Chandler was among more than a dozen of the artists who attended the Feb. 2 preview and spoke during an opening-day symposium. Also speaking were London co-organizers Zoe Whitley and Mark Godfrey, both curators of international art at Tate Modern.

Lorraine O’Grady’s photographic collection of her performance art during a 1983 Harlem African-American Day Parade is the final installment in the exhibition, which runs through April 23. O’Grady, speaking during opening weekend, said she came to art later in life after studying economics at Wellesley and working for the federal government. She said she soon found that “the art world was a full and complete political arena to work in and against.”

Just how and how much their work should reflect the political and social climate of the day was debated in 1963 by 15 artists who called themselves, collectively, Spiral, Whitely explained. Meeting in the New York studio of Romare Bearden, they considered whether or not there was or should be “a Negro image.”

“They gave no single answer,” Whitely said, but in 1965 they did open a joint black-and-white exhibition.  Collages by Bearden and other works from the 1965 show introduce the exhibition at Crystal Bridges.

By the late 1960s, members of a group called AfriCOBRA were feeling a greater sense of urgency about a black art movement. Founding members included “Soul of a Nation” artists Jae and Wadsworth Jarrell, who attended the preview.

Wadsworth said he’d known African-American art from those decades eventually would be celebrated, but he “didn’t know [he] would still be living.” In its guiding principles, the group called for art that “shined” with the “Kool-Aid” colors of orange, strawberry, cherry, lemon, lime, and grape. Such a palette does shine in the AfriCOBRA portion of the exhibition, with paintings and screen prints by Carolyn Lawrence, Nelson Stevens, Gerald Williams and Wadsworth Jarrell.    

Such collectives are an important theme of the exhibition, and the artists who came to Bentonville acknowledged their longtime friendships and how they influenced and supported one another.

Artist and gallery founder Linda Goode Bryant said she and photographer Adger W. Cowans are both from Ohio, and he was “the first person I ever had a crush on.
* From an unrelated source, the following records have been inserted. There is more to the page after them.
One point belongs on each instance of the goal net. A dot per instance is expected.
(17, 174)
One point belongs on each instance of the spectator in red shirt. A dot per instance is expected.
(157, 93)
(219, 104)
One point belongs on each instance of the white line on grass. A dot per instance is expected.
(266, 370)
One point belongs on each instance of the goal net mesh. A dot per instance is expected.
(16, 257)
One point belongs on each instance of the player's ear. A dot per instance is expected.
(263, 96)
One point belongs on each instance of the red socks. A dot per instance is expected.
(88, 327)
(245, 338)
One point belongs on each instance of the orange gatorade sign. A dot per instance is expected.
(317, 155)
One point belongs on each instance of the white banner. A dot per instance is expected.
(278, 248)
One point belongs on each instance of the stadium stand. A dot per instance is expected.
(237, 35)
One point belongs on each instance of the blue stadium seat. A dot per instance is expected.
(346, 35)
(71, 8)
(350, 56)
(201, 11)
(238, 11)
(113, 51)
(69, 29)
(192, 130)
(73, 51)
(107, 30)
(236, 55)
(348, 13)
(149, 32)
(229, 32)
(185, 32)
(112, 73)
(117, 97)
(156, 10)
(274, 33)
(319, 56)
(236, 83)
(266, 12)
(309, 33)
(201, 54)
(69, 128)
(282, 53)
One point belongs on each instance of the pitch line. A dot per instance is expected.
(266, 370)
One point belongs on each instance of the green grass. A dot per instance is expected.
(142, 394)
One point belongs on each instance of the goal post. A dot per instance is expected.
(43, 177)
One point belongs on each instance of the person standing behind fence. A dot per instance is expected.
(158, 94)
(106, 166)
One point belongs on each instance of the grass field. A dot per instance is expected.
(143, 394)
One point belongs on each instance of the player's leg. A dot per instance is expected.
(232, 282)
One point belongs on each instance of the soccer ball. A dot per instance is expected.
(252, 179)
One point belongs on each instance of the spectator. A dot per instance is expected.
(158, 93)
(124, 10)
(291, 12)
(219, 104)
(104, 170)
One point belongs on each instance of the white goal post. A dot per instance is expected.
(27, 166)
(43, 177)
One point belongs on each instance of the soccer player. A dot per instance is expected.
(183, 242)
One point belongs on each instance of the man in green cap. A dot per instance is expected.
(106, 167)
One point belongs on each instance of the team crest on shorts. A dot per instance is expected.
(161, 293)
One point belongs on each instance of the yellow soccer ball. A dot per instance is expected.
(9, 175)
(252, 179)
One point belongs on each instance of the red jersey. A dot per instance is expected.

I was 8.”

Cowans, who started shooting when he was 15, said he attended Ohio University because Arizona State didn’t admit black students in 1958. He also said photography was generally difficult to get accepted then—for people of
any color.

“The first gallery I showed in was the first gallery in New York City to show photography,” he said. “It hasn’t been around that long as an art.”

Randy Williams, whose piece in the exhibition is called “Color in Art,” said he owes much to his collaboration with Bryant, who in 1974 opened the Just Above Midtown gallery in NYC.

“This is a powerful show that reveals the vastly different ways artists respond to the world around them,” said Lauren Haynes, curator of contemporary art at Crystal Bridges. She said she hopes visitors will leave “understanding that there is no one way to be a black artist.”

Many of the pioneer artists featured in the exhibition continue to work and teach.

“Right now my biggest problem is how to do everything at once, to continue to make the work,” O’Grady said. “I’m not living in the past.”